Just a quick consideration but could compile flags have a influence on the calculations and / or checks ?
Possibly, but only after a re-compilation.
The problem here is related to over heating and the effectiveness of the throttling mechanism.
jojopi wrote:UPDATE: With very aggressive cooling (80mm fan blowing towards the existing heatsink), N=8000 now passes reliably for me at ~6.4Gflops, 53s.
This is a very interesting data point. Not only does the heat sink and fan make the Pi 3B run twice as fast, but it shows that without extra cooling the CPU doesn't throttle down fast enough to prevent errors when doing linear algebra. Maybe there are no 3Bs that can do this calculation reliably at 1.2 GHz without a heat sink. I wonder if there is an under clock setting that would work without the fan.

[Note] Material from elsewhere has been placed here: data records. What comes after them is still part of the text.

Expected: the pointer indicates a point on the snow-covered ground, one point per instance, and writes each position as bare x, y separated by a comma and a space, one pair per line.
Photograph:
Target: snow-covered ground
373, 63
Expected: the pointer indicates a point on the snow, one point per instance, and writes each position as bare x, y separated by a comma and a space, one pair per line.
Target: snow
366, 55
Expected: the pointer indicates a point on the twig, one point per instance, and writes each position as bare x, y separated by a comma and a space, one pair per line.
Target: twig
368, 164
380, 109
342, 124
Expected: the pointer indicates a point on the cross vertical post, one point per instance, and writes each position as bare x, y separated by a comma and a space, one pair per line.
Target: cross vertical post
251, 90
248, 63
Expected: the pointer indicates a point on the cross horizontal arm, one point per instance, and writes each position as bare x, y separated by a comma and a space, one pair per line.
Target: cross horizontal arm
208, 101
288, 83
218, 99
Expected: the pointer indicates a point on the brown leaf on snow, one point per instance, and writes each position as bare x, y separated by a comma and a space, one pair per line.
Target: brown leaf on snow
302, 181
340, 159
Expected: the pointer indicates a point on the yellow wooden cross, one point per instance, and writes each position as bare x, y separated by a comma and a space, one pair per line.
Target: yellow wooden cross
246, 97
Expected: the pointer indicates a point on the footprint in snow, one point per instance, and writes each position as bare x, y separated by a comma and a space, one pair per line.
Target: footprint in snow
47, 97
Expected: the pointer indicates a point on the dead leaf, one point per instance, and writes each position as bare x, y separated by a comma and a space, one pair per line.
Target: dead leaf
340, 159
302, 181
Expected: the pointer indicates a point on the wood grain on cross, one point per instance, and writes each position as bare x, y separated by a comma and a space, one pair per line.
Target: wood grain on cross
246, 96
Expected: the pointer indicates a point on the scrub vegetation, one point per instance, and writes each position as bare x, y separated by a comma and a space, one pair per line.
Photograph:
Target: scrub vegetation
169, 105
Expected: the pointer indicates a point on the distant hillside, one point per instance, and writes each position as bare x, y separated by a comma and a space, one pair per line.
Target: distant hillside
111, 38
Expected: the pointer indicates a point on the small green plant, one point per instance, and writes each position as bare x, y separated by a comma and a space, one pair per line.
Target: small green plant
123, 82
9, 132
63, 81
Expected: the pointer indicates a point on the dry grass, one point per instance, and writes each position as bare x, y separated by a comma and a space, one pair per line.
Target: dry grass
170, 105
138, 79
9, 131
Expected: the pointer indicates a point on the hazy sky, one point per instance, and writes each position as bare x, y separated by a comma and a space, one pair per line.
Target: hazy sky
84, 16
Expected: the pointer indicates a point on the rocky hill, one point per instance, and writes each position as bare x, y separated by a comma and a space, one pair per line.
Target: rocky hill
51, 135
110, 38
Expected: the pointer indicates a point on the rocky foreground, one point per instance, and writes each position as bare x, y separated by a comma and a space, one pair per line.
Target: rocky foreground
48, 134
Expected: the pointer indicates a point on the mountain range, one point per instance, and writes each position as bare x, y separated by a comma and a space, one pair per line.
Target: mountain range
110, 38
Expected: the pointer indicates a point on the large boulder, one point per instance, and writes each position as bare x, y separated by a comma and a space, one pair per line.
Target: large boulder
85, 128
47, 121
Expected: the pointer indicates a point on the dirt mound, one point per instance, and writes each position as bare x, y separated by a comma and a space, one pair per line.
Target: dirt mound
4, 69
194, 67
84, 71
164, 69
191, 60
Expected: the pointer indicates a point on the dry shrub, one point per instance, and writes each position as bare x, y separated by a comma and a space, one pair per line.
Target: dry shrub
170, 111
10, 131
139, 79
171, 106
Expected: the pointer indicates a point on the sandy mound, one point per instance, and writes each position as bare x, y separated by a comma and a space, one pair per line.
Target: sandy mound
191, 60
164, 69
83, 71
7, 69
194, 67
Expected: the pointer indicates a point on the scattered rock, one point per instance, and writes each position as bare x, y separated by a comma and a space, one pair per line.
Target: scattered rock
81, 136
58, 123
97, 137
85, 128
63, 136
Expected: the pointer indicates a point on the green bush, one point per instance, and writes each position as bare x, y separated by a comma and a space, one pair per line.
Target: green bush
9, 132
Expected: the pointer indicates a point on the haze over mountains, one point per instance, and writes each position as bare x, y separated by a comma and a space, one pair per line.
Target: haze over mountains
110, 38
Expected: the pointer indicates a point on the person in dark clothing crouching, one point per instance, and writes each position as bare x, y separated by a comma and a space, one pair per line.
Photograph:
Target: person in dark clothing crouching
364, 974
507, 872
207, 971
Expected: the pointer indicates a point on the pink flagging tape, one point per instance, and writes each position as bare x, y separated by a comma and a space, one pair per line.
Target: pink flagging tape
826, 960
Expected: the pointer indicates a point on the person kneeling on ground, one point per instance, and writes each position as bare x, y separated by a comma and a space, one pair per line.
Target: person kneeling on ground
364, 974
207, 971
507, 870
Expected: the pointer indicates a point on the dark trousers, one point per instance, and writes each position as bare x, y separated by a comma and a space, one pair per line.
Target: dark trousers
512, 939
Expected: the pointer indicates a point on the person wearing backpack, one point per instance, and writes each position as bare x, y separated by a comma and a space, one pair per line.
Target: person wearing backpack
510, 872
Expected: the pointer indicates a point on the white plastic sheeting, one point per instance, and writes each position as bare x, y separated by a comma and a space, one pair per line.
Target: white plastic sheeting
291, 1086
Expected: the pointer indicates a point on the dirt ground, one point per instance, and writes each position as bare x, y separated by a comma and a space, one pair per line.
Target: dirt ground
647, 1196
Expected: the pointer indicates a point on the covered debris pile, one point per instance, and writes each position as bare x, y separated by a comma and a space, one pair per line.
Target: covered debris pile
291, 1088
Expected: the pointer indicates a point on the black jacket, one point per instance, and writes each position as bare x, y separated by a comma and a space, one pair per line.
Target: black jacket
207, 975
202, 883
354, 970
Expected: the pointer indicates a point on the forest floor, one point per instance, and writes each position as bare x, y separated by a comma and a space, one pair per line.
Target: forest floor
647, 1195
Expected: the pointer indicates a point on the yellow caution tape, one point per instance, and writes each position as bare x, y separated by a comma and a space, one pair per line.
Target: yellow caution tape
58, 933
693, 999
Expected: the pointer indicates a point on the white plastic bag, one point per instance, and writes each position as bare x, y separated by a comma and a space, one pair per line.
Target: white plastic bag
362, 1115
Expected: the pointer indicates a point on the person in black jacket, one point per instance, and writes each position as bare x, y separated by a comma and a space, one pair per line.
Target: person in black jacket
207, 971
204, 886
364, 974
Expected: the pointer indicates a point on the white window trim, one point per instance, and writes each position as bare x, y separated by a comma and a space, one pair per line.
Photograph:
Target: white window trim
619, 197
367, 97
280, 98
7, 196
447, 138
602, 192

You are right about possible issues with denormals, but it would happen all the time, and the problem wouldn't go away by pointing a more powerful fan at the SoC.
Perhaps the reason why NEON keeps being mentioned is that it is so powerful. NEON on the Pi3 is quad issue and there are four cores, so it could potentially do 16 SIMD operations at once.
The cpuburn program uses the vaba instruction which subtracts two numbers, gets the absolute value and adds that to a result, on 4 separate 32 bit numbers - each instruction ...
Like the GPU it probably takes up quite a lot of the chip.